First, Jesse Jackson is a clown.
Second, he's got a valid point. Companies aren't bringing in Pradip because they can't find an American they can train to do the job.
They are bringing in Pradip because they can hold his green card over his head for five years.
Third- yes, we need to reconfigure our educational system to produce more graduates who excel in technology.
Fourth - our policies first and foremost need to be employing Americans.
First, yes.
Second, no. People want to be paid like they are a trained, skilled, experienced, employee, even though they have never been employed in their life, but have a bit of paper saying "I R Smrt". Companies can't afford to pay unproductive, unskilled, inexperienced employees, a six figure income. But that's what people want.
Third, this is a completely backward ideal that you have the power to simply cause more technology majors, by somehow "reconfiguring" the educational system. That's false. We've tried that premise for years, and that's gotten us where we are.

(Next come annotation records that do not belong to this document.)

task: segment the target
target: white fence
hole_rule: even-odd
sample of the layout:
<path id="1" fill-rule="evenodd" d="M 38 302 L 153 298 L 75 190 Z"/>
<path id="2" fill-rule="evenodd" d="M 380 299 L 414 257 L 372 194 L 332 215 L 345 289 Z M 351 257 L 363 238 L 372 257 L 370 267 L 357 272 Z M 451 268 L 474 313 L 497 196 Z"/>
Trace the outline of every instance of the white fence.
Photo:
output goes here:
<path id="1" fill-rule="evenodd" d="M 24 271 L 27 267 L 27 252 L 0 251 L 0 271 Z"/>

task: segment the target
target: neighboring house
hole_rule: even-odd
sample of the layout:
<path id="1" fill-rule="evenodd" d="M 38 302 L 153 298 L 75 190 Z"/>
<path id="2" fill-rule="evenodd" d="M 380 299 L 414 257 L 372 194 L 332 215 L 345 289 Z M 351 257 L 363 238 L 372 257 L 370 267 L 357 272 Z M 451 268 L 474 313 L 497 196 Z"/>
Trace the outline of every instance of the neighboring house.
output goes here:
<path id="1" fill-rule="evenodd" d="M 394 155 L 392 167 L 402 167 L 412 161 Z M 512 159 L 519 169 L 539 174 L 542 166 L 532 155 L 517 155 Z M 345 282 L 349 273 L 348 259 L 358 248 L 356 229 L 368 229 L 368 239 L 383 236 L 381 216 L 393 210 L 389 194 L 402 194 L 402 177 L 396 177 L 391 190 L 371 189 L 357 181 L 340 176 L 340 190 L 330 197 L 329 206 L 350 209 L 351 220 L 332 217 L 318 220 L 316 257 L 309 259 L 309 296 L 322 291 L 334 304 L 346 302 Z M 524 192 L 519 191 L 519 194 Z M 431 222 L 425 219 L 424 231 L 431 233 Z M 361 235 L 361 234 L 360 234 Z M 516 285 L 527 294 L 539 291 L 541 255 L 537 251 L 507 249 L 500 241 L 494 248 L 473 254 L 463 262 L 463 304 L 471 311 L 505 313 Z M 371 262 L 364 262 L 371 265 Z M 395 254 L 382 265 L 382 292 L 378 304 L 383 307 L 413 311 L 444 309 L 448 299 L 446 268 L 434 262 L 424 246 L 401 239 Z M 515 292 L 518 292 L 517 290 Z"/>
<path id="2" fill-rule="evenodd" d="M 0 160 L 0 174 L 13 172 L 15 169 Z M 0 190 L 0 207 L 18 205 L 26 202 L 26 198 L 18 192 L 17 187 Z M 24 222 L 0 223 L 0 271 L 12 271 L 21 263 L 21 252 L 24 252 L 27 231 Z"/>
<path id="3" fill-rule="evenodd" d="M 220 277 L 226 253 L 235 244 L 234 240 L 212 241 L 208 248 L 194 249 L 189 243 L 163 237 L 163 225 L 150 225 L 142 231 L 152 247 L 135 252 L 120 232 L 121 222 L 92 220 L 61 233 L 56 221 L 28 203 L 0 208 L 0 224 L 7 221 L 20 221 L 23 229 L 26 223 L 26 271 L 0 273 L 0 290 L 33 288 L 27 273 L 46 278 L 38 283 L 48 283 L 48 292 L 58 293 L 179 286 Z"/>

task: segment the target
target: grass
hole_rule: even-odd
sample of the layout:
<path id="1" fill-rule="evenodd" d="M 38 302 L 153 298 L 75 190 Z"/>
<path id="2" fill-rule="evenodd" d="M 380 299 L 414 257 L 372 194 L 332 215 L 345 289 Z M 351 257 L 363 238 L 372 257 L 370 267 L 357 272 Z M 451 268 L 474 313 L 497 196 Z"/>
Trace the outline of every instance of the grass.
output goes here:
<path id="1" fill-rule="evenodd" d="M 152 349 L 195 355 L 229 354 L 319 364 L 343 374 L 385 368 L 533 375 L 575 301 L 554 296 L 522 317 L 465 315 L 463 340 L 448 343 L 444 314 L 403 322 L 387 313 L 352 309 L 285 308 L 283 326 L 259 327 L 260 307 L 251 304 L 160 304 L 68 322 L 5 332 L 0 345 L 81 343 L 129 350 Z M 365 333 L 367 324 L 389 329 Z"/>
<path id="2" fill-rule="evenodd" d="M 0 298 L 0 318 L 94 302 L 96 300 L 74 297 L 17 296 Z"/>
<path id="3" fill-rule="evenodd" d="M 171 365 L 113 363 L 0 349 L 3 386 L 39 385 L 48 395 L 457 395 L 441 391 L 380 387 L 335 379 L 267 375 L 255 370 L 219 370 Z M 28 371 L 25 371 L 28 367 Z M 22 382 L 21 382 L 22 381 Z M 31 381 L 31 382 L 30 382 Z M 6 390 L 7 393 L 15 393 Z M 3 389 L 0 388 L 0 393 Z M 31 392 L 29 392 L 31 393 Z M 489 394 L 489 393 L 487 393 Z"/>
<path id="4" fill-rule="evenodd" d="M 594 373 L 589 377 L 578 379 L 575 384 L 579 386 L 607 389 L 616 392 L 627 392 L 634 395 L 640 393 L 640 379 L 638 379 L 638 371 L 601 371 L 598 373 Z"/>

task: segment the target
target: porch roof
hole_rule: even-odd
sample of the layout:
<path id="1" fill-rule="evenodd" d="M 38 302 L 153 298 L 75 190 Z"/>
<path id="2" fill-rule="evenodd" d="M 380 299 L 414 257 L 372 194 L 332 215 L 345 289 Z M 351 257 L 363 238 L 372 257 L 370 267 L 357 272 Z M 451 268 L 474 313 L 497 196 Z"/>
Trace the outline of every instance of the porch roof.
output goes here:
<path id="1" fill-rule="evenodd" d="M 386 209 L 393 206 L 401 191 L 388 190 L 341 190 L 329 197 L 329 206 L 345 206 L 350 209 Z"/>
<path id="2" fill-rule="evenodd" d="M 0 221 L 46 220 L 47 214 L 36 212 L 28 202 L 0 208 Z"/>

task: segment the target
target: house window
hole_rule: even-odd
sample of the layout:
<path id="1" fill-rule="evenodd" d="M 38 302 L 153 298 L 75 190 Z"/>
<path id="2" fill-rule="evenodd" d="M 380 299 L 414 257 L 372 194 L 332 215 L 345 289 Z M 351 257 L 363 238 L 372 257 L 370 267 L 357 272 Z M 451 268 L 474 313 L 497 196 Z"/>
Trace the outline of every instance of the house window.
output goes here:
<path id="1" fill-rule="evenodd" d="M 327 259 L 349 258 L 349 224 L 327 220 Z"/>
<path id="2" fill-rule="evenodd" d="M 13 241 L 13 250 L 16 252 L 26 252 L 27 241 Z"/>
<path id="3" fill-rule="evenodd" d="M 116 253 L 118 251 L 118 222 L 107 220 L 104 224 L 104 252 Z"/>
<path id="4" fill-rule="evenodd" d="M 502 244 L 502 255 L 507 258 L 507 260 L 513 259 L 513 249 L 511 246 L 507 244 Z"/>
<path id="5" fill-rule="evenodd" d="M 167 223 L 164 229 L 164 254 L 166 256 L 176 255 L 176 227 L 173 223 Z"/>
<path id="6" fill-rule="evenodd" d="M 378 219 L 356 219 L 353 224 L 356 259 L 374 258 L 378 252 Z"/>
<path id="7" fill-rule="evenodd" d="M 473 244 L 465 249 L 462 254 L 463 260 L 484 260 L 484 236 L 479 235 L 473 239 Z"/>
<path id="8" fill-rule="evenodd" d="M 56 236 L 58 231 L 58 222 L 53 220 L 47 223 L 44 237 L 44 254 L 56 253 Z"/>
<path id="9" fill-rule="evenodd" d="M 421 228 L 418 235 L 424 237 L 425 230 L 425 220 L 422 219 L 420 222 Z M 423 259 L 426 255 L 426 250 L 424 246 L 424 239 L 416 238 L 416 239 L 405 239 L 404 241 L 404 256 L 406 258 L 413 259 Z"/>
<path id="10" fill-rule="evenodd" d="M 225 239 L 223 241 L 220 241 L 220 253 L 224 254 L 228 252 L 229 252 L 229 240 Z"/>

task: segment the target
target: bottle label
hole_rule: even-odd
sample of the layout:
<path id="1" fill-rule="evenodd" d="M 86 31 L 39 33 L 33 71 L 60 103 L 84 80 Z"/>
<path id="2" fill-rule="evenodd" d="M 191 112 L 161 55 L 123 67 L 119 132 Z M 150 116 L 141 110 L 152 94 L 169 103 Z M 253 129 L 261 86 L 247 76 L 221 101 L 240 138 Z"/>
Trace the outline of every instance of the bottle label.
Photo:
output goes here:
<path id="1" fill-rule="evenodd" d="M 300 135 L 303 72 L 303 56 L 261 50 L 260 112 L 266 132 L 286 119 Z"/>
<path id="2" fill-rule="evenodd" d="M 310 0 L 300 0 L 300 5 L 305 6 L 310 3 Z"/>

You can't force people who don't want to be in technology, to be in technology, just because you reconfigured the system. Moreover, even if someone wants to be in technology, doesn't mean they are capable of being in technology.
You might be able to 'reconfigure' education so that it pumps out dozens of barely qualified diploma carrying people, but that is only going to backfire on us. Every single college degree given out to even a moderate, let alone marginal worker, results in devaluing the degree. The reduces the premium paid for workers with those degrees, and lowers the incentive of companies to hire workers with those degrees.

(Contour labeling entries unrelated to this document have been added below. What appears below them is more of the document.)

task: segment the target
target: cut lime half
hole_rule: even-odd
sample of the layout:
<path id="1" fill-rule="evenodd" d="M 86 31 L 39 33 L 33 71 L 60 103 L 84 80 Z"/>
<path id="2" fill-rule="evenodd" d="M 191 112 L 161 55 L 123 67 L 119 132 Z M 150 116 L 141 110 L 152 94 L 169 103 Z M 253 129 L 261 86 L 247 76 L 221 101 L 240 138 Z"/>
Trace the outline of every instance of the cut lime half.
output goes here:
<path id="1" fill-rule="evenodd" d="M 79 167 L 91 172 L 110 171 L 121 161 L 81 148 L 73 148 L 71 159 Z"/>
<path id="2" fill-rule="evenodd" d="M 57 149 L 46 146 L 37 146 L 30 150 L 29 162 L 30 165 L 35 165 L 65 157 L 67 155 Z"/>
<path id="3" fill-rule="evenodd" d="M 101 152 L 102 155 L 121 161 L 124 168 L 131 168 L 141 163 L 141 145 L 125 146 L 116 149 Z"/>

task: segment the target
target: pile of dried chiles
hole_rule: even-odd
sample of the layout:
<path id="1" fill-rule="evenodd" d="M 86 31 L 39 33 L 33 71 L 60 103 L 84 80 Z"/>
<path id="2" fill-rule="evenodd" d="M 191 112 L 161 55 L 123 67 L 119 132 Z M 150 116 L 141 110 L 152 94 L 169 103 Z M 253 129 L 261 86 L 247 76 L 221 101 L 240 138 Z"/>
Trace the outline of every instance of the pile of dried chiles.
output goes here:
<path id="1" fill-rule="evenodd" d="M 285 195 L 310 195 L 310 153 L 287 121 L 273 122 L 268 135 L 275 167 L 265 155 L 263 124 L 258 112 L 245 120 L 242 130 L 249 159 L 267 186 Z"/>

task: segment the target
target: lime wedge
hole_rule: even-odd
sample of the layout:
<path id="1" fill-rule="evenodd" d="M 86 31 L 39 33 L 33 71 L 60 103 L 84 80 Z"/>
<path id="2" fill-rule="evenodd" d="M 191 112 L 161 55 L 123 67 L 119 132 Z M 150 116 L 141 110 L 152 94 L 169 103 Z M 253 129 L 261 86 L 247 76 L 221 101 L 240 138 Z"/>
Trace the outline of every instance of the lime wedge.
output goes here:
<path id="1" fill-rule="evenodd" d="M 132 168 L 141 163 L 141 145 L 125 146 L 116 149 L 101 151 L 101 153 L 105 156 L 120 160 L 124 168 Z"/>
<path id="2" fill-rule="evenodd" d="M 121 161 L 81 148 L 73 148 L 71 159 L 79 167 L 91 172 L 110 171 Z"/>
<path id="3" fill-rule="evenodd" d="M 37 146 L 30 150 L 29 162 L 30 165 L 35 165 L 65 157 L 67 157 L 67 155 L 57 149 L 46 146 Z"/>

The primary reason students don't go into the hard sciences, is specifically because they are the 'hard' sciences.
Fourth, completely and totally wrong.
First I always laugh, because how many times do those on the left claim to be the ones who support equality and treating people fairly, and yet here you are openly advocating a American Supremacy policy position.... that somehow Americans are entitled and deserve jobs more than any other people.
Well you are wrong. The people who deserve the job, are those who earn it. Earning it means not saying "I should have it because I'm American."
Moreover, if we promote Americans in positions, that otherwise would be given to those who work hard, and do a better job.... then we are in effect, making ourselves as a country, less competitive on the global market. If an American Engineering firm who only hires Americans, and a Taiwanese Engineering firm which hires the best and cheapest from anywhere in the world, are both biding on the same contract, and the Taiwanese can do a better quality job, at a lower price, which firm get's the contract?
Obviously, the Taiwanese will get the contract, and all those "pro-American" jobs end up lost, as the Engineering firm at a competitive disadvantage, fails to find customers and goes out of business.